Nachdem Mathilda noch mehrfach beteuert hatte, dass es bestimmt in Ordnung wäre, schrieb Charly einen Brief an Mary Agnes, dem Mathilda im Namen ihrer Familie anfügte, dass es ihr und ihrer Familie eine große Freude wäre, Charly über Weihnachten als Gast bei sich zu begrüßen. Mary Agnes’ Antwort traf nur wenige Tage vor der Abreise ein, sie ließ einen herzlichen Dank an die Familie ausrichten und wünschte allseits frohe Festtage. Insgeheim dachte Charly, dass der Brief ihrer Mutter so klang, als sei mit dieser wunderbaren Wendung ihr eigener Wunsch in Erfüllung gegangen, sich gar nicht mit den Weihnachtsferien ihrer Tochter bekümmern zu müssen. Smarri, die unvergleichliche Smarri, nahm Charly ungefragt die größte Sorge ab, was sie, die die Familie, die sie so freundlich aufnahm, noch nicht einmal kannte und keinerlei Gelegenheit zu Weihnachtseinkäufen hatte, ihren Gastgebern denn unter den Baum legen sollte.
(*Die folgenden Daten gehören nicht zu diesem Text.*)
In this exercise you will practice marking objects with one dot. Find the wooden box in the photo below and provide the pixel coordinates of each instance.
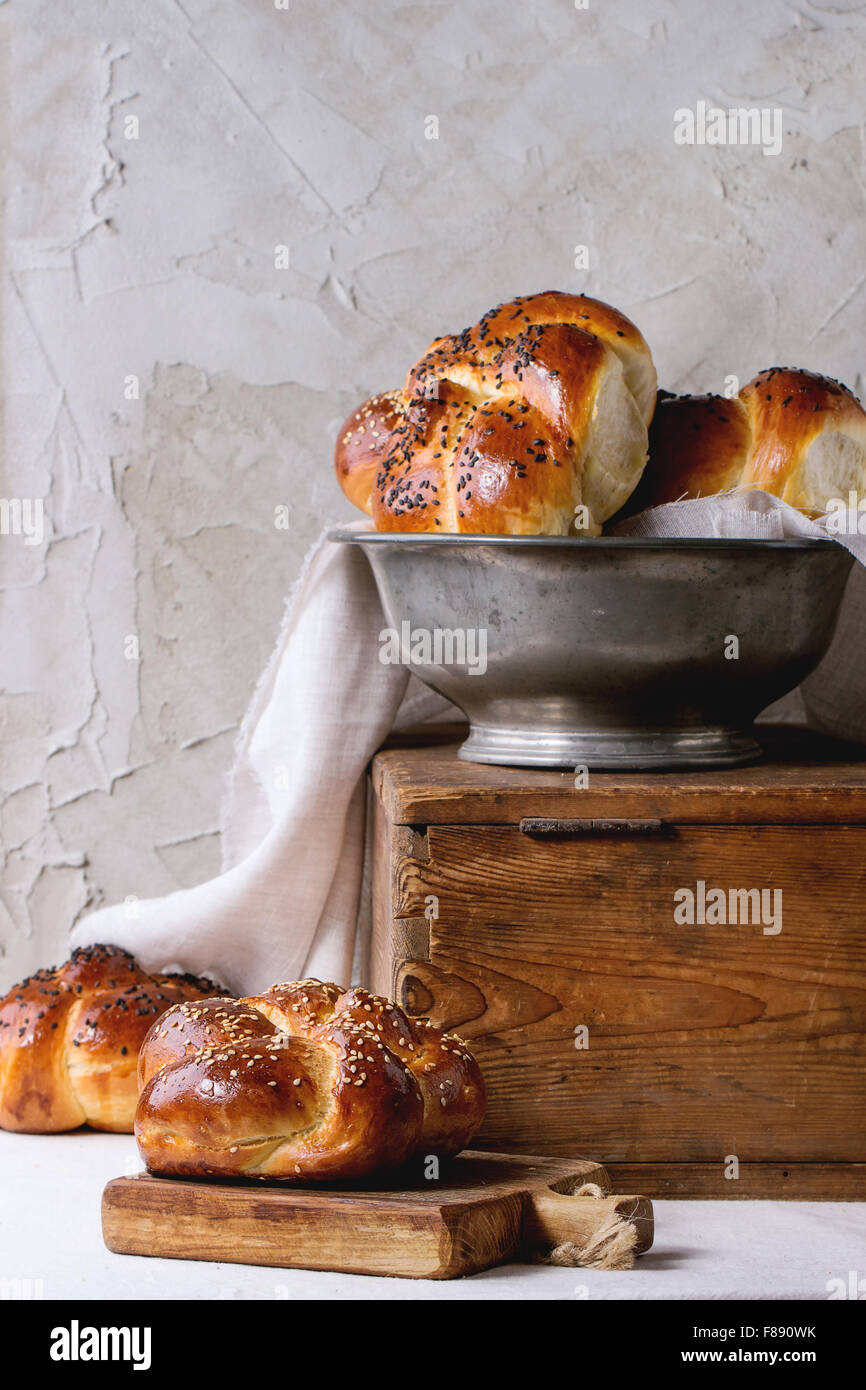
(538, 919)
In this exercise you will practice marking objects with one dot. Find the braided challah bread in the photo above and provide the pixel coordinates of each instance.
(70, 1040)
(790, 432)
(305, 1082)
(533, 421)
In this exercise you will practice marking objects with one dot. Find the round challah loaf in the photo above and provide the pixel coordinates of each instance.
(305, 1082)
(533, 421)
(790, 432)
(70, 1040)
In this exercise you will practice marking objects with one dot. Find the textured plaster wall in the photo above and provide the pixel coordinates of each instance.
(154, 257)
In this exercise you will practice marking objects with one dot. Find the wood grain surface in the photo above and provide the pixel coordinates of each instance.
(702, 1043)
(805, 779)
(483, 1209)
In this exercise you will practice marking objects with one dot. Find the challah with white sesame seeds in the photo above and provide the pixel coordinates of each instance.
(791, 432)
(302, 1083)
(70, 1040)
(530, 423)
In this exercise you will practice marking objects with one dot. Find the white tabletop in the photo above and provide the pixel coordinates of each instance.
(50, 1246)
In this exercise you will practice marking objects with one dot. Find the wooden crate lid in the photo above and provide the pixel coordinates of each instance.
(805, 779)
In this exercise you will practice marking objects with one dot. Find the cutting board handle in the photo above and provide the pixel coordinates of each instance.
(556, 1218)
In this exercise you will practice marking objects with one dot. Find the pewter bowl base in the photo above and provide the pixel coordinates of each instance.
(613, 749)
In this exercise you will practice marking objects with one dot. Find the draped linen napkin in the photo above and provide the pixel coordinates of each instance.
(293, 894)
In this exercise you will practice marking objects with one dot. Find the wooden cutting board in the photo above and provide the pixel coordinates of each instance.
(483, 1209)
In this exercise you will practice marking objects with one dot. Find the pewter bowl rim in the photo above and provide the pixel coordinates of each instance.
(601, 542)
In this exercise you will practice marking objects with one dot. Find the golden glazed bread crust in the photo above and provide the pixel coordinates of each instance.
(70, 1040)
(510, 427)
(305, 1082)
(791, 432)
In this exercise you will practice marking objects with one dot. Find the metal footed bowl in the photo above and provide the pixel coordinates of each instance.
(609, 652)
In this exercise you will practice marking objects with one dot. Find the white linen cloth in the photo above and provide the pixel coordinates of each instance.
(292, 895)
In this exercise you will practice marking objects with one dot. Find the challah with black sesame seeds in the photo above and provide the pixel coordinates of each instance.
(530, 423)
(791, 432)
(302, 1083)
(70, 1040)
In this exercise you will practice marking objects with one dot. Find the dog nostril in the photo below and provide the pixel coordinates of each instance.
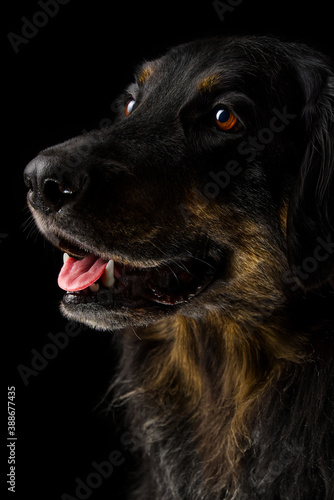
(55, 195)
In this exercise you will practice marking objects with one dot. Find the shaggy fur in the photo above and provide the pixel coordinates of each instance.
(227, 390)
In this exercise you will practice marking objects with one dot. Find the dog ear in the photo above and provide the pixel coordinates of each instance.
(310, 225)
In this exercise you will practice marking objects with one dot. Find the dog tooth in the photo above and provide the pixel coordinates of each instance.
(95, 287)
(108, 278)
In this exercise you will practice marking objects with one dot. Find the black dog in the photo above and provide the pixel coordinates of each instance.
(203, 221)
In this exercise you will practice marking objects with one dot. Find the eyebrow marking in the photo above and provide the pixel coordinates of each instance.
(208, 83)
(144, 75)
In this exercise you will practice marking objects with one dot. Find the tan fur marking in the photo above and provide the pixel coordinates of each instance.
(208, 83)
(144, 75)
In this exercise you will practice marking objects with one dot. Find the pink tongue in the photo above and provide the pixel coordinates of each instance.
(79, 274)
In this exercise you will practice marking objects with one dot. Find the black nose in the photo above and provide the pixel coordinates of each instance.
(52, 185)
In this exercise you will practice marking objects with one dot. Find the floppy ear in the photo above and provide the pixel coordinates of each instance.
(310, 225)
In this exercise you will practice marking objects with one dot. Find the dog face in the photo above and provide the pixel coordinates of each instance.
(215, 177)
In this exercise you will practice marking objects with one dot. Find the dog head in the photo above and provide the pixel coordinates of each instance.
(214, 180)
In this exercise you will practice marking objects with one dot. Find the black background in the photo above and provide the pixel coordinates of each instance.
(62, 81)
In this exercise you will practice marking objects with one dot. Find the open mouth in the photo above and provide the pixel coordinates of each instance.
(88, 278)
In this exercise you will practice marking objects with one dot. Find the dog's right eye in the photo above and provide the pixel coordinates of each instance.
(130, 107)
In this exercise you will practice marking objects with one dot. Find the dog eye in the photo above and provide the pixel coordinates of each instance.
(225, 120)
(130, 107)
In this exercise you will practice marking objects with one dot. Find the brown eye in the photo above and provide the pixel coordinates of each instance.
(225, 120)
(129, 107)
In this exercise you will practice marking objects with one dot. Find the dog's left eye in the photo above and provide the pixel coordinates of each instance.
(225, 120)
(130, 107)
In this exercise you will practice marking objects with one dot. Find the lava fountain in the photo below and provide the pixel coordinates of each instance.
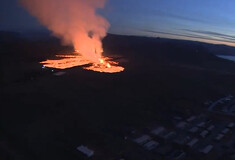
(105, 64)
(77, 23)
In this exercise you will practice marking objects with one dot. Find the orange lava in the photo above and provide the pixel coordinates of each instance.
(105, 64)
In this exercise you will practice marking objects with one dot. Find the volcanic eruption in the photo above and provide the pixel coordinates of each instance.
(77, 23)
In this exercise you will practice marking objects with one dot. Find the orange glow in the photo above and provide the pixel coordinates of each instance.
(104, 64)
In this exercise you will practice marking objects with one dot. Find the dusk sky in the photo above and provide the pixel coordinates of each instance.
(211, 21)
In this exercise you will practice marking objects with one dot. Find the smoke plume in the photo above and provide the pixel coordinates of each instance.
(74, 21)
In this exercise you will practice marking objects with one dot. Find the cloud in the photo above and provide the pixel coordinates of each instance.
(213, 34)
(206, 36)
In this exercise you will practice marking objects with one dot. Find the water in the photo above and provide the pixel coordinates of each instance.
(232, 58)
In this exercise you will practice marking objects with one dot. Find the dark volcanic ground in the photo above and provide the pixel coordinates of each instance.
(46, 117)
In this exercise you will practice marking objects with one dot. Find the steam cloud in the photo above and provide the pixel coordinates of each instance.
(74, 21)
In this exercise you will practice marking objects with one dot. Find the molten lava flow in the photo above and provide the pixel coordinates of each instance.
(103, 64)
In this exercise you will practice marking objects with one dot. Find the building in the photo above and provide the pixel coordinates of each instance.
(151, 145)
(231, 125)
(211, 127)
(193, 129)
(204, 133)
(142, 139)
(225, 131)
(192, 142)
(219, 137)
(83, 149)
(207, 149)
(158, 130)
(190, 119)
(181, 125)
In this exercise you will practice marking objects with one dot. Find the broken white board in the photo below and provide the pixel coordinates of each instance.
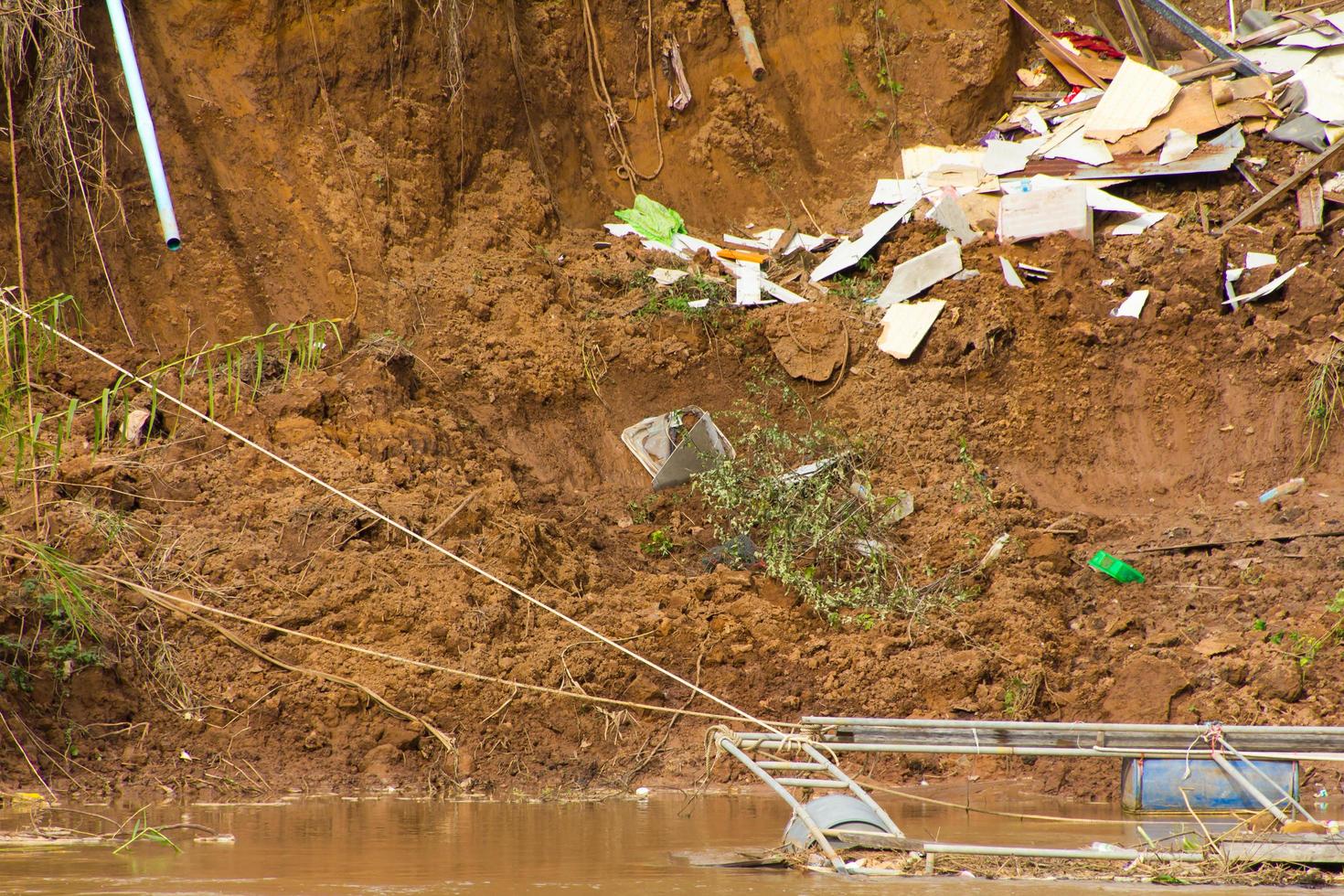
(952, 217)
(1035, 123)
(1323, 80)
(781, 293)
(1040, 212)
(892, 191)
(920, 272)
(749, 283)
(1136, 96)
(1004, 156)
(1133, 305)
(1313, 39)
(848, 252)
(1100, 200)
(1081, 148)
(667, 275)
(1178, 145)
(1235, 301)
(752, 242)
(905, 326)
(943, 166)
Sie schickte ein großes Paket voller Aufmerksamkeiten, ein Paar handgefertigte Filzpantoffeln für Mathildas Mutter, eine Flasche französischen Wein für den Vater, ein wertvolles Jagdmesser für Mathildas älteren Bruder Jacob und detailgetreu aus Holz geschnitzte Tiere der Alpen – eine Gämse, ein Murmeltier, ein Steinbock – für den jüngeren, Callum. Und feinsten Lebkuchen und eine ganze Speckseite für die ganze Familie. Sogar für Seamus, den Jungen mit den Eltern in Indien, gab es ein Geschenk: einen Bildband über Bergsteigerexpeditionen in den Alpen. Er war unendlich gerührt, und es war ihm so unangenehm, dass er selbst kein Geschenk für Charly hatte, dass er ihr hoch und heilig versprach, unbedingt von seinen Eltern in Indien etwas für sie besorgen zu lassen. Sie freute sich über seine aufrichtige Dankbarkeit und nahm sein Versprechen nicht ernst, bis viele Monate später in Fenmoore ein Paket für sie eintraf, das sichtlich viel erlebt hatte und durch unzählige Hände gegangen war, so zerbeult war die kleine Holzkiste, so mitgenommen das dicke Packpapier, dicht an dicht beklebt mit Zetteln mit exotischen Stempeln und unverständlichen, handgeschriebenen Vermerken, sodass ihre Adresse darunter kaum noch sichtbar war.